Library Wars, Love & War, Vol. 1-4
written by Kiiro Yumi
illustrated by Hiro Arikawa
Iku has always loved books, and now she has to fight for the right to read them. The government has put in strict new censorship rules, wanting to be rid of “offensive” books. In response, libraries set up their own armies, and the government and the libraries fight over the right for knowledge. Iku joins the Library Defense Force, which is something she’s wanted to do for a few years because she was so impressed when a soldier from the force protected her and a book she had. She refers to him as her prince…and, in shojo manga form, do you suppose her prince might be very nearby, and possibly someone she knows couldn’t be him? Hmm.

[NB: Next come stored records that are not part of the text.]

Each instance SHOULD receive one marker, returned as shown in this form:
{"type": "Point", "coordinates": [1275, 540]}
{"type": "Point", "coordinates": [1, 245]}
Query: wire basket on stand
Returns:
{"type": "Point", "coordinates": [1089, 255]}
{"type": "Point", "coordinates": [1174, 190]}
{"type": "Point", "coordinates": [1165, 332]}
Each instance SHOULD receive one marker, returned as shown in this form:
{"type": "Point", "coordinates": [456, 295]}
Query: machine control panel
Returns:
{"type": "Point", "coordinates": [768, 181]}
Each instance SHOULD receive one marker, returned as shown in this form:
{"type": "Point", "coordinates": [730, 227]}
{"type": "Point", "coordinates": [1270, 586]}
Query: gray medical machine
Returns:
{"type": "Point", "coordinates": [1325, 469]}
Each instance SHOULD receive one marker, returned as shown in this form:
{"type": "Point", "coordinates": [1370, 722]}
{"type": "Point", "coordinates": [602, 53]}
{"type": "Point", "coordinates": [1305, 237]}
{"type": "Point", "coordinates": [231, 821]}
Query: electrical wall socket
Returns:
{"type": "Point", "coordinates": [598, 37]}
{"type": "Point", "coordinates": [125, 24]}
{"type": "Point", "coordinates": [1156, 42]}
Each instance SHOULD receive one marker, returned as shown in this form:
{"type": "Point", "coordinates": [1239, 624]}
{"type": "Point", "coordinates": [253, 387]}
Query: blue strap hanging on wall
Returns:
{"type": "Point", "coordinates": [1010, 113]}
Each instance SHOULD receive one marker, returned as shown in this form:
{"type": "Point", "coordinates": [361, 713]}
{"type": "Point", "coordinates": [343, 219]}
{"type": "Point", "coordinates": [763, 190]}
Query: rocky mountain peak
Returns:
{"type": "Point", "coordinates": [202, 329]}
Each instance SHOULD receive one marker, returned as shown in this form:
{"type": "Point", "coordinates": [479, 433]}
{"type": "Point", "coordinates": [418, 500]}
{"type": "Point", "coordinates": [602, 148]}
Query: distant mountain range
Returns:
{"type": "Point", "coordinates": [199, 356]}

Iku knows that Instructor Dojo isn’t her prince…she can’t stand him. Well, sometimes. At other times, she seems to be falling for him. And even though he acts as if she’s a difficult recruit, the truth is that he admires her for her bravery and tenacity. Part of Library Wars concentrates on this romantic element, while other parts focus on its strong anti-censorship message. It shows how far people will go to censor works they don’t like…and how hard people will fight back in order to stay informed and be able to speak their minds.
There is a fantasy element to Library Wars, though there can be no doubt that there are countries with very strict censorship rules where people can’t read whatever they want. Library Wars celebrates a person’s right to learning, art and individuality. Things get so dangerous that people protecting the libraries can be killed, and at one point Iku is captured and used as a hostage. When a boy is found out to be a murderer and “offensive” books are discovered in his room, this gets the government all the more gung-ho about its idea that reading certain books can only lead to trouble.
Library Wars started out as a light novel series by Hiro Arikawa, who is credited as the creator. The manga, however, has been adapted and drawn by Kiiro Yumi. The whole Library Wars franchise — from the books to the manga to the anime — has been very successful in Japan. Its love of books and the availability of books ought to make it fun for bibliophiles and those concerned about censorship. Each volume also has an additional short story or two involving the main characters.